Brandables has increased its fulfillment of orders since the start of the pandemic because of an elimination of in-person events to attend and host. Wigal-Schlosser said March and April created "downtime that allowed us and many other businesses to rethink what we're doing."

Working with ASU in the summer put Brandables "in a position to realize that (personal care packages) was something that we needed to really focus on to make it through, survive and do well through the pandemic," Wigal-Schlosser said. 

Putting together Community of Care kits was the first time Brandables worked with a higher education customer, and now the company works to create care packages for individuals, usually contracted by a larger company or the individual's employer.

"It was really great to work with my alma mater," Wigal-Schlosser said, adding the company is now in a busy holiday rush "focusing on all of our customers," not indicating specifically whether the company would be working with other higher education institutions in the future.

Testing development supply procurement

ASU's Biodesign Institute developed a saliva test made widely available for free for students and employees, which required a steady stream of supplies like test tubes and gloves to ensure they could test thousands of people each week.

Joshua LaBaer, the executive director of ASU's Biodesign Institute and one of the University's testing and COVID-19 response team leaders, said one of the first people the testing team acquired was someone dedicated to procuring supplies. 

"One strategy that our group has taken is to particularly choose a type of test and a type of approach that uses either things that are extremely common or things that no other testing lab is particularly interested in," LaBaer said. 

Joseph Miceli, who works with LaBaer in the Virginia G. Piper Center for Personalized Diagnostics within the Biodesign Institute running a DNA repository which requires supply procurement, has some experience "making sure things arrive in the right place at the right time," he said.

Miceli said the Biodesign Institute assessed in February what it had, what it needed to order and what was needed as soon as possible.
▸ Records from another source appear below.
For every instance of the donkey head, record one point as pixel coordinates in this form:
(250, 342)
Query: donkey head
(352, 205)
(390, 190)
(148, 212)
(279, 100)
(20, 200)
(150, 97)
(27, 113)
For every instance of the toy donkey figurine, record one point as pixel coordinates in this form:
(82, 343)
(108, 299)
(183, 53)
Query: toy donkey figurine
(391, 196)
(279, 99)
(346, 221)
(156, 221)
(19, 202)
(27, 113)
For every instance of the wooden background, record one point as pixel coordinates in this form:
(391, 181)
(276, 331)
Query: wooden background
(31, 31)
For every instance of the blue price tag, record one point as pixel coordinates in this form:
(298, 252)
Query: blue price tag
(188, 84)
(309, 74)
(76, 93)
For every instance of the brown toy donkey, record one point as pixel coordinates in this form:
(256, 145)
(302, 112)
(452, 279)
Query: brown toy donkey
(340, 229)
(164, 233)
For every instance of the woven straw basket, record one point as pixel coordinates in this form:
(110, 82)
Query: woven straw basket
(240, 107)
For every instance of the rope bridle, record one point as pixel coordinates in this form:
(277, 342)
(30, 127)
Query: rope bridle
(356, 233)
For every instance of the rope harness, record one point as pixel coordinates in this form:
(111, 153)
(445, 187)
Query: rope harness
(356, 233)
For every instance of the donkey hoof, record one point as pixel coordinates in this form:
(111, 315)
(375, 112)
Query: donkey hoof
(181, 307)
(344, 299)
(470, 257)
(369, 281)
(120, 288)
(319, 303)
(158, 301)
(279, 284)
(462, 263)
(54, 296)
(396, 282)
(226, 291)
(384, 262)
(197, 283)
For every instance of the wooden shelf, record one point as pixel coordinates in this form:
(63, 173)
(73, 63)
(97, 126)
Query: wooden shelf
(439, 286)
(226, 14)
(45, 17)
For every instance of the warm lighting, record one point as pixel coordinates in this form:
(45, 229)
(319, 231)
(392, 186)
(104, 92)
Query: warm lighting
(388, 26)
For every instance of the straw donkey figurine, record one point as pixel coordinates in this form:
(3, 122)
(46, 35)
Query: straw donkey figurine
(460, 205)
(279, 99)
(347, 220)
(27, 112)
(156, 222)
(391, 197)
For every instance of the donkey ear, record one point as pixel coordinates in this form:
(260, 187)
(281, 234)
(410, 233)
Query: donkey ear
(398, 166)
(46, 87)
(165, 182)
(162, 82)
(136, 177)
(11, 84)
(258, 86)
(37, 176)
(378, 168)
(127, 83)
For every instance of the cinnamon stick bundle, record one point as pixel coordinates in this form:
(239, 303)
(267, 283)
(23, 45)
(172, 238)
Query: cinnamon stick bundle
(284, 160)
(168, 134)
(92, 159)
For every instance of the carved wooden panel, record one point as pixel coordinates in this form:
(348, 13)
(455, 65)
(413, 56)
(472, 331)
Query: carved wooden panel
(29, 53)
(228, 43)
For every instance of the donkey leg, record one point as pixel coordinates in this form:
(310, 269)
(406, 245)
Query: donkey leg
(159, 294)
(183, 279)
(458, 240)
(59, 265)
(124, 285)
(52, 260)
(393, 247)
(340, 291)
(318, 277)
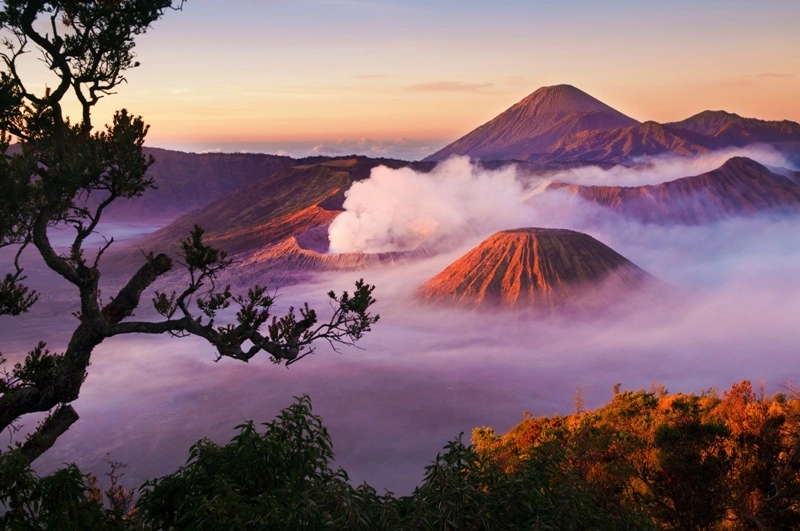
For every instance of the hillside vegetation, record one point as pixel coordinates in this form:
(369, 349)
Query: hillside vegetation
(645, 460)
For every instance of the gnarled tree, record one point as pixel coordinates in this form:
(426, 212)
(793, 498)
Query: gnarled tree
(66, 174)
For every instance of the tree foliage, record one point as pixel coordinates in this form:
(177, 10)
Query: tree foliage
(643, 461)
(65, 174)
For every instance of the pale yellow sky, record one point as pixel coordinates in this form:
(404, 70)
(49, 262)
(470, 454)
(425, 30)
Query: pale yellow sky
(256, 75)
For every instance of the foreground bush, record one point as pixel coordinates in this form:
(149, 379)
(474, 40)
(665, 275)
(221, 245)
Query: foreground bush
(646, 460)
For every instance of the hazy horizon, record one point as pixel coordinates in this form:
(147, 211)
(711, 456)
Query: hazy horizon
(233, 74)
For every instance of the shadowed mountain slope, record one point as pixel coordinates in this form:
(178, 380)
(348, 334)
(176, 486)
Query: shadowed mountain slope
(536, 268)
(622, 145)
(534, 124)
(287, 203)
(187, 181)
(728, 129)
(739, 187)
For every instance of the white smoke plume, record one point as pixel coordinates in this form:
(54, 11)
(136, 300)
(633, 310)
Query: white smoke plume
(398, 210)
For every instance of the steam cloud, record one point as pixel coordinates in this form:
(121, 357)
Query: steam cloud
(426, 374)
(398, 210)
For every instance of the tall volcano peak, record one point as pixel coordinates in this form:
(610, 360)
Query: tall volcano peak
(535, 123)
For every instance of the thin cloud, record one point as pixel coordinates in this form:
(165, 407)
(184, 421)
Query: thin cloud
(449, 86)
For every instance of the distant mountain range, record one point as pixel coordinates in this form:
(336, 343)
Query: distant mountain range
(563, 123)
(739, 187)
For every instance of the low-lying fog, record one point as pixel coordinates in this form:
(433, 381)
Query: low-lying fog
(424, 374)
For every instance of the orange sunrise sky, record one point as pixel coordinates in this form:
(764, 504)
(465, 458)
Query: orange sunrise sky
(403, 78)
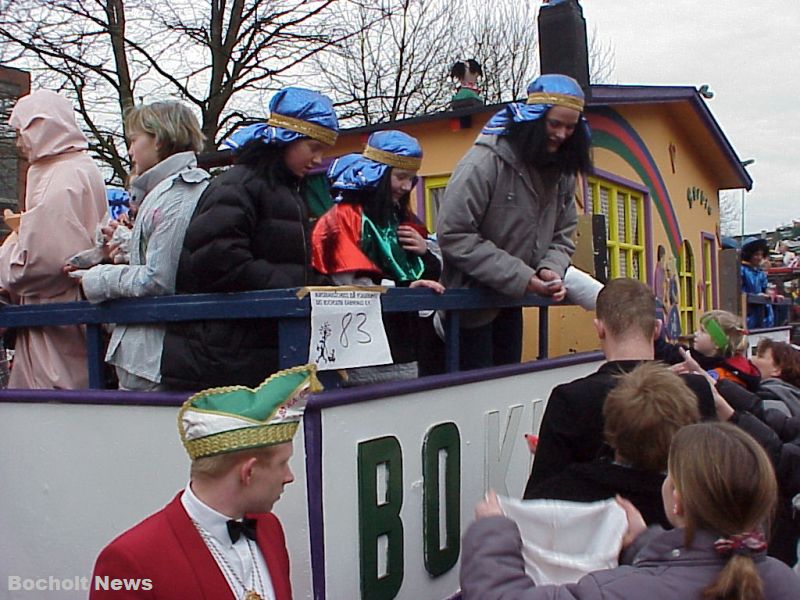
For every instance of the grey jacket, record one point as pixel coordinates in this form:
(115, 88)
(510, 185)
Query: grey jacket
(492, 568)
(500, 221)
(168, 193)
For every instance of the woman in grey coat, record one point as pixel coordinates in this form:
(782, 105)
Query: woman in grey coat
(719, 492)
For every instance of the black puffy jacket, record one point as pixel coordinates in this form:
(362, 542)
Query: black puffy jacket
(245, 235)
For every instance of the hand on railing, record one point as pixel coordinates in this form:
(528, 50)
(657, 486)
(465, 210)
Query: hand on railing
(547, 283)
(428, 283)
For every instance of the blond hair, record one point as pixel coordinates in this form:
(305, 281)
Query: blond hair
(644, 411)
(732, 327)
(727, 485)
(626, 304)
(214, 467)
(174, 126)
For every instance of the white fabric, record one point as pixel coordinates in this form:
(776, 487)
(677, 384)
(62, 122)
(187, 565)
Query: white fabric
(563, 541)
(238, 555)
(199, 424)
(582, 288)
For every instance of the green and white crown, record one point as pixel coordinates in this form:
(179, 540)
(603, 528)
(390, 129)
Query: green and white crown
(229, 419)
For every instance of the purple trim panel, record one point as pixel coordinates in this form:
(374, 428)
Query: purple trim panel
(95, 397)
(312, 429)
(434, 382)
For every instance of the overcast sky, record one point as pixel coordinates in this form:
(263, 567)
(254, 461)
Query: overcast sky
(748, 52)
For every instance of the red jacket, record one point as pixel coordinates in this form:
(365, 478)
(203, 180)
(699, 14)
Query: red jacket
(167, 550)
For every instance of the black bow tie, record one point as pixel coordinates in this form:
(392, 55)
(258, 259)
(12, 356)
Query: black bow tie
(246, 527)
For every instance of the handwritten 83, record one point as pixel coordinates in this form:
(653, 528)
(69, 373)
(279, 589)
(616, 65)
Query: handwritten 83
(361, 335)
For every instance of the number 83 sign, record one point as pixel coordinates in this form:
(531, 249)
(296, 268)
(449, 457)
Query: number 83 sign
(347, 329)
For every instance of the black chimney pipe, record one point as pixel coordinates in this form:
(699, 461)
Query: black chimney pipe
(562, 41)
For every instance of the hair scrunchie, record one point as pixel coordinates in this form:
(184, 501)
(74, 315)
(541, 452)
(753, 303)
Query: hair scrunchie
(743, 544)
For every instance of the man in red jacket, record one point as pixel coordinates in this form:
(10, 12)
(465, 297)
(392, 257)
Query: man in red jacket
(217, 539)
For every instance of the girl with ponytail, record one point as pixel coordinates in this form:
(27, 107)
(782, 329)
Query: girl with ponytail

Miceli spent a few days at Mayo Clinic, scoping out their drive-up sampling site and configuring how the University could replicate something like it but on a larger scale.

"It is absolutely true that a lot of testing labs are out there and trying to get supplies, and that's always going to be an issue," LaBaer said. "It is also true that the world at large now recognizes the importance of maintaining supplies."

Miceli said the University has a "willingness to think outside of the box and consider all of the options.

"I think one of ASU's big, big strengths for all of this is flexibility."